In this regard, the Court of Appeal found that triable issues of fact existed as to whether the decedent entrusted herself to the hospital, whether the hospital selected the physician, whether the decedent reasonably believed that the physician was an agent of the hospital, and whether the admission forms and signage could provide adequate notice of the employment status of the emergency room physician to a patient who was suffering acute pain in an urgent setting.
The Court of Appeal concluded that the patient is in no position to “bargain” with the hospital when signing the admissions paperwork and cannot be expected to comprehend representation as to agency in the emergency setting. The jury will be assigned the task of weighing the adequacy of the notice versus the state of mind of the patient. In the case at hand, the condition of the decedent upon admission was pivotal, as she was extremely ill and in grave pain.

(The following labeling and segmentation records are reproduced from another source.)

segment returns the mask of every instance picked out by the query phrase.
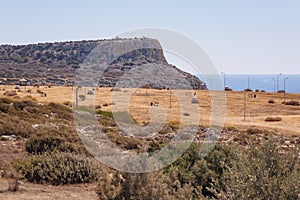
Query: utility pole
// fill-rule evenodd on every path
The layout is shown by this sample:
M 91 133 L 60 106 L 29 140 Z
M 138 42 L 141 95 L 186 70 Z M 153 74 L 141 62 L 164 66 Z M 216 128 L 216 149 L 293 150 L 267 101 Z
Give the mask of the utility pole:
M 285 103 L 285 96 L 286 96 L 286 91 L 285 91 L 285 81 L 287 80 L 287 79 L 289 79 L 289 77 L 285 77 L 284 79 L 283 79 L 283 89 L 284 89 L 284 100 L 283 100 L 283 102 Z
M 75 89 L 75 108 L 77 109 L 78 108 L 78 87 L 76 87 Z
M 170 108 L 172 108 L 172 93 L 171 93 L 171 88 L 169 89 L 170 90 Z
M 272 78 L 273 81 L 274 81 L 274 93 L 276 92 L 276 79 L 275 78 Z
M 246 91 L 244 92 L 244 121 L 246 121 L 246 108 L 247 108 L 247 105 L 246 105 Z
M 282 73 L 277 74 L 277 92 L 279 91 L 279 76 L 282 75 Z

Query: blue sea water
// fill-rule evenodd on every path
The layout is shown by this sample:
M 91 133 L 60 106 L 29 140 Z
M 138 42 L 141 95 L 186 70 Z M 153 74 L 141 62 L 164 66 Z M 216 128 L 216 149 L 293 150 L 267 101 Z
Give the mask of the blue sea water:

Hospitals may fare better in arguing against agency of its independent contractors in routine emergency admissions of non-urgent matters.
According to the evidence submitted, the decedent had awakened in the middle of the night, screaming in pain and declaring that she had suffered the worst headache in her life. She begged her son to take her to the emergency room. She vomited en route to the hospital and multiple times while in the waiting area of the emergency department. Her pain was rated as a 10/10. She had elevated blood pressure and complained of nausea, vomiting, and dizziness. As she sat crying in pain, an admissions processor asked her to sign a Conditions of Admission form which contained an advisement that the physicians and certain other staff members providing services to the patient were “not employees or agents of the hospital”. The signs on the walls of the emergency department stated, “[E]mergency physician services will be billed to you separately from the hospital services.” Finally, the physician’s clothing contained an insignia as to the name of the emergency medicine group of which he was a member. The patient was diagnosed with a muscle tension headache and discharged. Approximately fourteen hours later, decedent fainted and was rushed to a hospital. The decedent expired two days later of a massive left temporal hemorrhage.